Carlos mobilou-o com luxo. Numa antecâmara, guarnecida de banquetas de marroquim, devia estacionar, à francesa, um criado de libré. A sala de espera dos doentes alegrava com o seu papel verde de ramagens prateadas, as plantas em vasos de Rouen, quadros de muita cor, e ricas poltronas cercando a jardineira coberta de colecções do Charivari, de vistas estereoscópicas, de álbuns de actrizes seminuas; para tirar inteiramente o ar triste de consultório até um piano mostrava o seu teclado branco.
O gabinete de Carlos ao lado era mais simples, quase austero, todo em veludo verde-negro, com estantes de pau preto. Alguns amigos que começavam a cercar Carlos, Taveira, seu contemporâneo e agora vizinho do Ramalhete, o Cruges, o marquês de Souselas, com quem percorrera a Itália - vieram ver estas maravilhas. O Cruges correu uma escala no piano e achou-o abominável; Taveira absorveu-se nas fotografias de actrizes; e a única aprovação franca veio do marquês, que depois de contemplar o divã do gabinete, verdadeiro móvel de serralho, vasto, voluptuoso, fofo, experimentou-lhe a doçura das molas e disse, piscando o olho a Carlos:
- A calhar.
Não pareciam acreditar nestes preparativos. E todavia eram sinceros. Carlos até fizera anunciar o consultório nos jornais; quando viu porem o seu nome em letras grossas, entre o de uma engomadeira à Boa Hora e um reclamo de casa de hóspedes, - encarregou Vilaça de retirar o anúncio.

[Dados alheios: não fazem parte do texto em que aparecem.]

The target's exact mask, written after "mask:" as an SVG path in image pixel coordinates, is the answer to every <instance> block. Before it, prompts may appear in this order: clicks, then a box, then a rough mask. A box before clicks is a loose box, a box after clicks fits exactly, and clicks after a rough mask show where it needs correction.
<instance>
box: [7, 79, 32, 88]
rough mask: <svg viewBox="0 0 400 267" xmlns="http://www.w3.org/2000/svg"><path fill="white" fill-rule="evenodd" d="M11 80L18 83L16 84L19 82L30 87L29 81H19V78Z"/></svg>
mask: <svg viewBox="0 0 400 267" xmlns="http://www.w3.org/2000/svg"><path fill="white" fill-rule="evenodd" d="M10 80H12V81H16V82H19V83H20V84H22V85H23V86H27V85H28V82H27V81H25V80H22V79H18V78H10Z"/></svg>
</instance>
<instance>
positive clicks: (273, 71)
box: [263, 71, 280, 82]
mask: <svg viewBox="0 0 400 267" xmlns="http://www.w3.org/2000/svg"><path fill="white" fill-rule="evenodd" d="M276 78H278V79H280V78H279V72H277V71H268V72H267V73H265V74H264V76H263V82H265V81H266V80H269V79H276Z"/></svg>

Ocupava-se então mais do laboratório, que decidira instalar no armazém, às Necessidades. Todas as manhãs, antes de almoço, ia visitar as obras. Entrava-se por um grande pátio, onde uma bela sombra cobria um poço, e uma trepadeira se mirrava nos ganchos de ferro que a prendiam ao muro. Carlos já decidira transformar aquele espaço em fresco jardinete inglês; e a porta do casarão encantava-o, ogival e nobre, resto de fachada de ermida, fazendo um acesso venerável para o seu santuário de ciência.